Famed Conservation Packet, An Educational Tool Stood The Test of Time

The Garden Club of America has been a leader in providing expertise on environmental issues for the benefit of the country. During the 1950s and 1960s, this mantra translated into an earnest focus on the youth of America.

In early 1951, GCA Conservation Chairman, Mrs. Malcolm Edgerton, realized that future stewards are not born of themselves.  She expressed, “Young people must be taught the basic principles involved in the conservation of our natural resources.” Further, she deemed that “Schools are the best medium to arouse a sense of individual responsibility in the protection of the land for future generations.” Her passion was shared by GCA conservationists Mrs. Avery Rockefeller and Mrs. Kenneth Faile. Together, they collaborated with other environmental luminaries such as Dr. Paul Sears, Mr. Richard Pough, and Miss Rachel Carson to create the foundation of an educational resource packet. The end product became an educational assemblage that continued, in a variety of forms, for more than forty years.

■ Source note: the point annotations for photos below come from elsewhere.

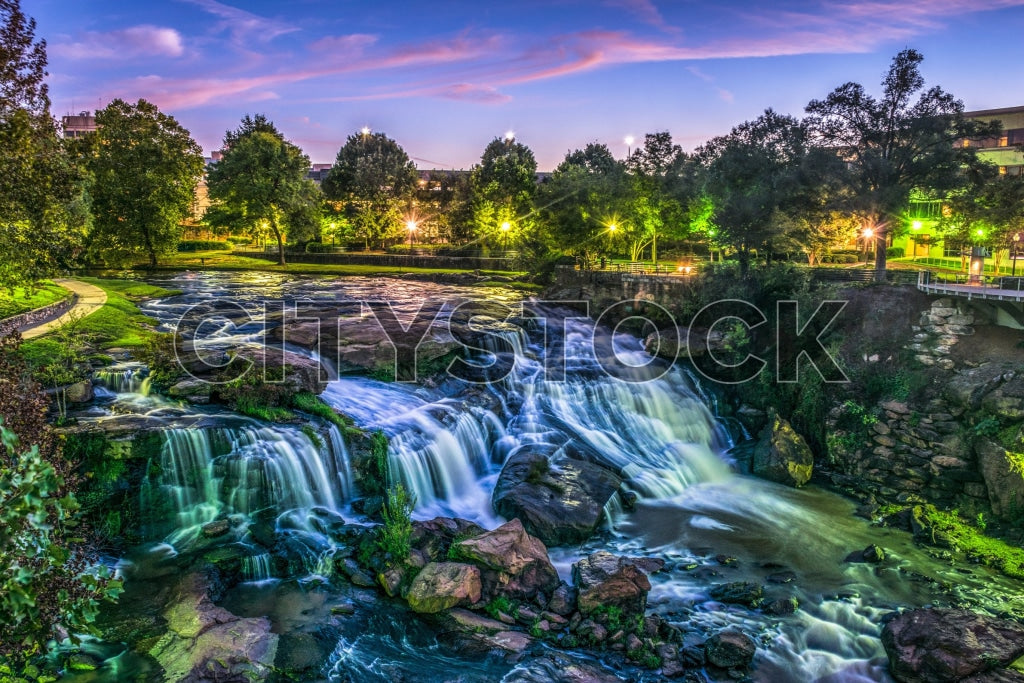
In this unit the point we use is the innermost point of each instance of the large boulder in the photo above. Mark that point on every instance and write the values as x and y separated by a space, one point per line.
560 503
606 581
781 455
939 645
205 642
1004 474
434 537
514 563
441 586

Titled The World Around You, the GCA’s famous conservation packet consisted of a collection of carefully planned and well-edited leaflets, designed to provide classroom teachers with simple conservation facts and accompanying outlines to share with their students. These one page articles covered a variety of age-appropriate environmental topics. Realizing the heavy load that elementary teachers carry, their purpose was to supplement existing curricula, making it easy for teachers to employ their use. Once circulated, the GCA Conservation Committee managed updates every four years, so the information would remain fresh and valid.

After the deaths of both Mrs. Edgerton and Mrs. Faile in 1957, Mrs. Rockefeller was asked to assume responsibility for the packet—a job she took most seriously. It was a huge undertaking, tracking order requests and mailing up to six thousand packets a year. She also authored seven leaflets, of which “Berried Treasure for Your Birds” exceeded all expectations in reprints. 

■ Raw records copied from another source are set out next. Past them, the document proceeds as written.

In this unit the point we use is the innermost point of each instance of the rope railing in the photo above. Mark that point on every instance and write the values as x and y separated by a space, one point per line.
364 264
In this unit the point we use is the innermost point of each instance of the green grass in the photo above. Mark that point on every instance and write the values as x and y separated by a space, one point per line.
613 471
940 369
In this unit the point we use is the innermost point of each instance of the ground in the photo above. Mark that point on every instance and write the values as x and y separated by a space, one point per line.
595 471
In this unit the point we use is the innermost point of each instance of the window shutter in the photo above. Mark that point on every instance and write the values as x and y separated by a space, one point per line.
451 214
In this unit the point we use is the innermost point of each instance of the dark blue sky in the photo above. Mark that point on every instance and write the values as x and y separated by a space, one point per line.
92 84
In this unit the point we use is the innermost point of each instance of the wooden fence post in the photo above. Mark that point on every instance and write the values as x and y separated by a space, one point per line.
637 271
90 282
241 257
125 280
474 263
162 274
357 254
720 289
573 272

Though it was Mrs. Edgerton’s original desire that the packets be distributed free of charge, when word of this conservation collection got out, its popularity expanded far beyond the school system to organizations such as the Girl Scouts of America, the Peace Corps, the National Park Service, and even to foreign countries. Eventually, a price of fifty cents per packet was established, to cover postage, paper, and printing costs.